Still don’t know what to do about that. Spend a year at a spa?
Because the thing is, abandoned children abandon themselves. By default, children assume they deserve however they are treated and thereafter that becomes the foundation of how they see themselves in the world.
So when you are treated like you are less than worthless and should never have existed in the first place, you believe it.
And that’s not an easy setting to change. It’s hardwired pretty deep. All the logic and evidence and emotion in the world can do no more than fight it to a standstill.
At least, so far.
I know it’s not rational. I know it makes no sense. I have no actual sensible reason for feeling like I make life worse for everyone just by drawing breath.
And I would purge my mind and heart and soul of these toxic influence from my childhood if I could. I don’t deserve any of this self-loathing and my family was deeply and horribly wrong to teach me – um, I mean TREAT me – the way they did.
The way you treat your kids has a much bigger influence than anything you say to them.
And it’s good that I consciously acknowledge and recognize this before I get any professional caretakers involved in my life.
Because they could end up in the middle of a very complicated minefield of issues that neither of us are ready to handle.
It’s been so cold for so long in this little heart of mine, Papa. But we’re going to start thawing it out in earnest now.
And it’s going to hurt. Lord, will it hurt. Frostbite of the aorta is not cured easily.
But at the end of it all, I will be alive again.
Hallelujah and amen.
More after the break.
It gets worse
Because of course it does.
So today I get up to go to my antibiotics infusion at the hospital and note in passing that I seem to be quite dizzy.
Oh well, I thought, I’m about to sit in a nice comfy chair for 45 mins or so and surely this dizziness will have passed by then. I probably just stood up too fast again.

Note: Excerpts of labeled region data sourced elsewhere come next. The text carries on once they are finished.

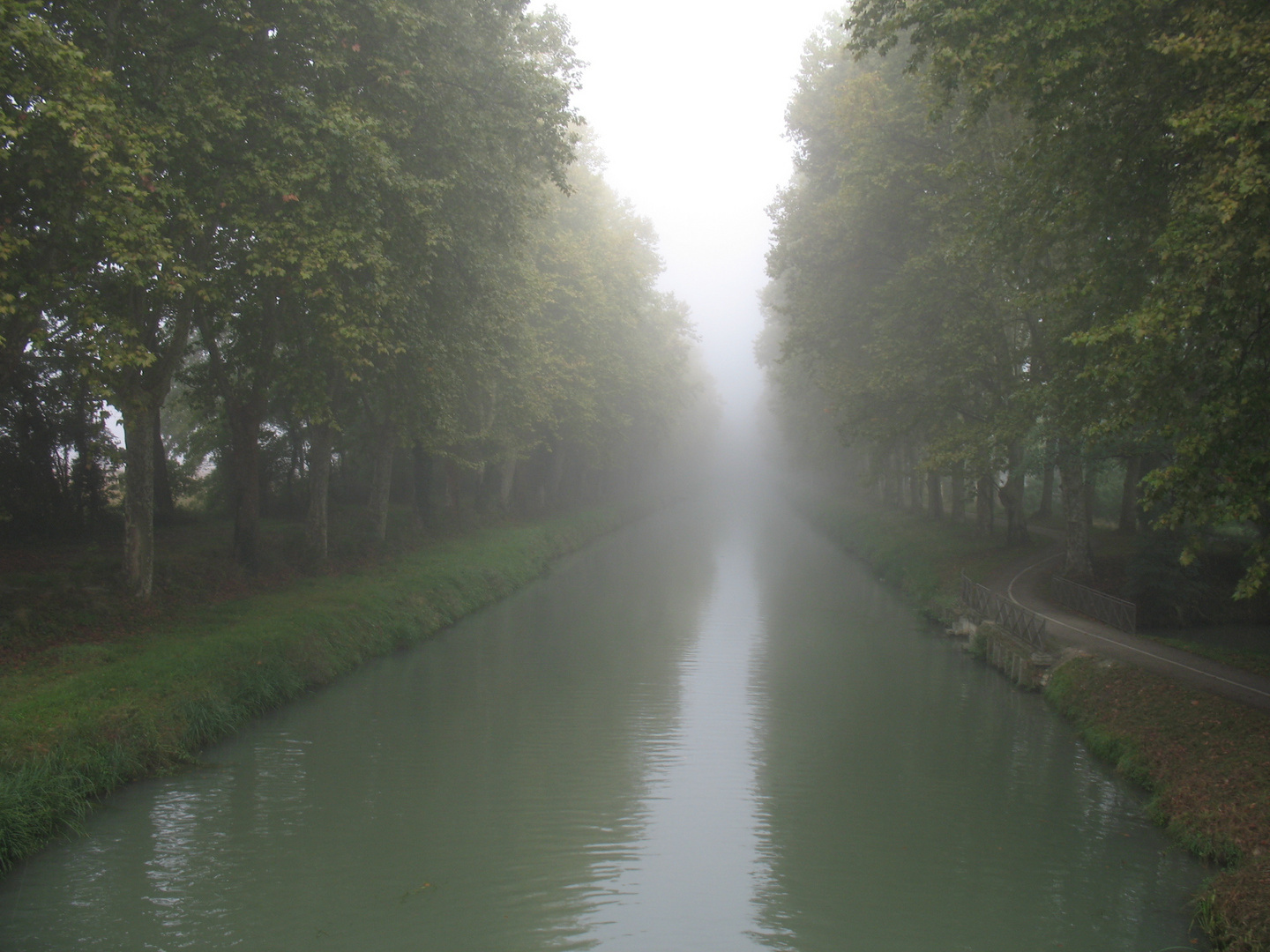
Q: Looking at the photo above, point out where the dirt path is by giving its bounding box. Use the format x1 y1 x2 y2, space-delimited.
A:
985 532 1270 710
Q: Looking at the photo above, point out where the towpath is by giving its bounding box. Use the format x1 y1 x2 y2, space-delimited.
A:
985 532 1270 710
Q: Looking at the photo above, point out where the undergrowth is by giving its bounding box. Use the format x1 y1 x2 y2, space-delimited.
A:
795 496 1270 952
0 509 624 871
1045 658 1270 952
794 495 1048 622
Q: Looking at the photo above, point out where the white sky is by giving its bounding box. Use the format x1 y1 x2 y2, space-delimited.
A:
534 0 842 419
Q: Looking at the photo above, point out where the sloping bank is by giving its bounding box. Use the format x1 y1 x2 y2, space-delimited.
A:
0 507 636 871
796 497 1270 952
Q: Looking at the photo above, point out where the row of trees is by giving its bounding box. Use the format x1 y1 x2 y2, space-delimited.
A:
0 0 690 595
759 0 1270 594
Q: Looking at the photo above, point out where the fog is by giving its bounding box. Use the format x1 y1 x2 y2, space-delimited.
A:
534 0 837 429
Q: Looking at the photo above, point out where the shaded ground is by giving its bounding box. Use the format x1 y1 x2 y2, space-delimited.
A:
984 540 1270 710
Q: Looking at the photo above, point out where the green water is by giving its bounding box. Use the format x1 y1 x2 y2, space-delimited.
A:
0 505 1206 952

The session ends and nope, just as dizzy was I was before. O shit.
And to be honest, I probably should have just gone right back to the admitting desk and told them about how dizzy I was.
But I was eager to get home, and I will be going back for another infusion tomorrow, so what the hell.

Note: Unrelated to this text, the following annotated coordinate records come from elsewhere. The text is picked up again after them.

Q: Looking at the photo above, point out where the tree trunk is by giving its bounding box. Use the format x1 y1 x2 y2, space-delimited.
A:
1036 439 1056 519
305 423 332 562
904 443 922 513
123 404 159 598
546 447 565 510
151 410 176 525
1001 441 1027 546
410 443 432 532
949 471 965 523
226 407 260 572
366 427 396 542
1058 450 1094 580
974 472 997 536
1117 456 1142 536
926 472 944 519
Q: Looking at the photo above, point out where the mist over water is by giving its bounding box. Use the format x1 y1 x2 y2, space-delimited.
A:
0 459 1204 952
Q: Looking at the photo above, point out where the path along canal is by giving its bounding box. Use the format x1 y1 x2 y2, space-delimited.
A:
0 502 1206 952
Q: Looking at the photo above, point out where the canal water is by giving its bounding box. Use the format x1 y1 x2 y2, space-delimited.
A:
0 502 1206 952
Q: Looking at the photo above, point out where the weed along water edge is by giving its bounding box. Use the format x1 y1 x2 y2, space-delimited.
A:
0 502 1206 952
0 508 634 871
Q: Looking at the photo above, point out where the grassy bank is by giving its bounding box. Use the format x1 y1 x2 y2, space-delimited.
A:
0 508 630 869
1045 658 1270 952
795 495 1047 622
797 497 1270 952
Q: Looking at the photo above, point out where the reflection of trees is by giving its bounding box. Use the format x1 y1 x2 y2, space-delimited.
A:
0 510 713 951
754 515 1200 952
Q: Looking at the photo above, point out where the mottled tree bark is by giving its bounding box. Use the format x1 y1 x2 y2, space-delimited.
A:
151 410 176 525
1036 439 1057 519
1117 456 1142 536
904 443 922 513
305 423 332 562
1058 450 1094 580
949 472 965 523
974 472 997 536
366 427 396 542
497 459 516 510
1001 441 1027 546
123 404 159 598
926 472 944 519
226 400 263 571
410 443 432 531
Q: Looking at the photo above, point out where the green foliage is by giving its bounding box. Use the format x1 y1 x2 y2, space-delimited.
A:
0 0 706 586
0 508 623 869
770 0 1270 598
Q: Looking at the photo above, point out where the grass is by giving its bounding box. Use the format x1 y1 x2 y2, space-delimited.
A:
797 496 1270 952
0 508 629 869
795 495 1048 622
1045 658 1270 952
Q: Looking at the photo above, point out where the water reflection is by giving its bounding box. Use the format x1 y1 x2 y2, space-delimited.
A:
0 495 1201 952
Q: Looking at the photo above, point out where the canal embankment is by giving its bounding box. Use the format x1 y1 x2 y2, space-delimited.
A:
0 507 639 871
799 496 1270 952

At that point, I thought maybe I was just dehydrated and all I would need to do is get some fluids into me and everything would be right as rain (or at least no suckier than usual) and I could go do shopping and Denny’s like normal.
Nope. Two very large glasses of water later and I feel, at most, only marginally better.
So no shopping and Denny’s for me tonight. Looking back, I probably would have been fine for Denny’s because it’s not too bad when I am not moving, but I was not thinking straight at the time.
And patient readers know this brand of dizziness. I’ve had it before. It’s the kind that makes it feel like I am on a ship in rough seas, or like there’s something really wrong with gravity. Every motion I make wants to just keep going past where I want it to stop.
Pretty sure it has something to do with my eustachian tubes, my sinuses, and my inner ears getting all clogged up. But I could be wrong.
So yay, vertigo. Takes controlled effort just to stay sitting upright. Like I said last time (probably), just sitting here, I am involuntarily doing the Triangle Wave thing the actors on Star Trek TNG did to convey that the ship was taking hits.
I think I conveyed that rather well. And here I was worried.
I think it’s getting better over time, though, which brings up the possibility that the problem will have vanished by the time I go back to the hospital tomorrow.
So do I still tell them about it?
Or should I stick with the plan to tell them about this infection on my shoulder, which seems to be going Cronenberg on me?
I know it should be both regardless but avoidant personality syndrome is a harsh mistress and social anxiety is making me worry that I will be asking too much of them, or that they will think I am super gross for having all these issues.
I’m telling you, being crazy is enough to drive you nuts.
I will talk to you nice people again tomorrow.